Some years later, and in another city, Giovanni fell in love with another girl. The pair planned to elope. They were discovered while travelling, and Giovanni was shot in the leg, despite being in the midst of surrender. His wound turned gangrenous, and Giovanni spent the end of his life in hospital, having to remove the “leather contrivance” that he had worn fastened below his abdomen because of the pain.

Giovanni wasn’t a drag king, or a male impersonator of any sort. However, he still became a celebrity. It was after Giovanni’s death that another Giovanni – Giovanni Bianchi, a surgeon and professor of anatomy – conducted an autopsy on the body and published The True History and Adventures of Catherine Vizzani (English translation). This publication flung Giovanni/Catterina into the public eye, and cross-dressing was conflated with lesbianism just as it would be with Mademoiselle de Raucourt, the “priestess of Lesbos,” a couple of decades later. In the English introduction of The True History and Adventures of Catherine Vizzani, translator John Cleland writes that Giovanni was “so far from being inferior to Sappho, or any of the Lesbian nymphs, in an attachment for those of her own Sex”. Let me translate the translation: “she was a lesbian.” This lesbian image continually went hand-in-hand with cross-dressing, in Giovanni’s story and others similar to it.

“They were protected by the heavy curtains of the theatre and the belief that it was just a role that they played.”

Yes, there are more. Mary/Charles Hamilton is another person who, raised as a woman, assumed the identity of a man through clothing in the 18th century. Though we know little about the real events of Hamilton’s life, there’s a mostly-fictionalised biography of it written by Henry Fielding, called The Female Husband. The story travels through the twists and turns of Hamilton’s would-be life, including three separate marriages to women. The expression of Hamilton’s gender and the implied lesbian sexuality that comes with these three marriages were innately tied up with clothing and cross-dressing. This narrative was eaten up by Fielding’s readers, and continued to be so in other publications like The Life and Adventures of Mrs Christian Davies (1741) and The Female Soldier (1750).

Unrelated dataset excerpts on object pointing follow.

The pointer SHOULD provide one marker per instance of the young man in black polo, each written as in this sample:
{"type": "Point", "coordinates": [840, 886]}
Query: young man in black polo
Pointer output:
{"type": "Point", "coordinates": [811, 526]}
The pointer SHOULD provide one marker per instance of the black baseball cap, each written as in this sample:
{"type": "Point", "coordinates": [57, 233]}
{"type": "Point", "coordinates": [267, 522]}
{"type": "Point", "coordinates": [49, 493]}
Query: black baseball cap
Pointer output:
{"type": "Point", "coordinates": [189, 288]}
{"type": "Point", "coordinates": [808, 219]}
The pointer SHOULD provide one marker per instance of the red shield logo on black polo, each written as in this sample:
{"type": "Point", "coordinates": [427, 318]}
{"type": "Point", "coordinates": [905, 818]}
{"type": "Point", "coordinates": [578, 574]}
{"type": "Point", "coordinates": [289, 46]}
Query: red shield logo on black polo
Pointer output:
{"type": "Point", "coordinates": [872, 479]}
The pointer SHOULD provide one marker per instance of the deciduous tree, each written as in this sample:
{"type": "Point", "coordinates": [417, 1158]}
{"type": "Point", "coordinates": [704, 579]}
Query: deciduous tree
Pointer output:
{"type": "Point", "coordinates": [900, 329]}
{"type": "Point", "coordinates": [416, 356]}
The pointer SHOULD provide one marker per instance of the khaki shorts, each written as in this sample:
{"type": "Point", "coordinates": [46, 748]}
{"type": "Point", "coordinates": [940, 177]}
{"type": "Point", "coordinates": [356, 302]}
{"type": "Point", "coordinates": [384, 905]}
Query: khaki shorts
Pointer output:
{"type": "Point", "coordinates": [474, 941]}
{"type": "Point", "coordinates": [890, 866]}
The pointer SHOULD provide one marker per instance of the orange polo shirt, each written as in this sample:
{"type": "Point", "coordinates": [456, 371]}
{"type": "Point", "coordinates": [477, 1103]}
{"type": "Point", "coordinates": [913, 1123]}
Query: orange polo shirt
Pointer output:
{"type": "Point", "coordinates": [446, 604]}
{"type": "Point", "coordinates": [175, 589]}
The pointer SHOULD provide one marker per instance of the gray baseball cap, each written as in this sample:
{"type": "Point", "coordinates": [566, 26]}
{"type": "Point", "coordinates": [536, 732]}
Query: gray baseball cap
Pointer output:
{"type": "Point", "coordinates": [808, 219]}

The first historical performances by lesbian drag kings of the past weren’t always on stage, also appearing in pamphlets or stories. Despite this, the figure of the cross-dressed woman, the male impersonator or the “female husband” was a wildly popular one throughout the 18th century. These people and the clothes on their bodies were the precursors to the hundreds of years of drag king history since, all the way up to today. This was just the beginning of the story, but it’s one directly connected to the drag culture, fashion and queer communities around us now.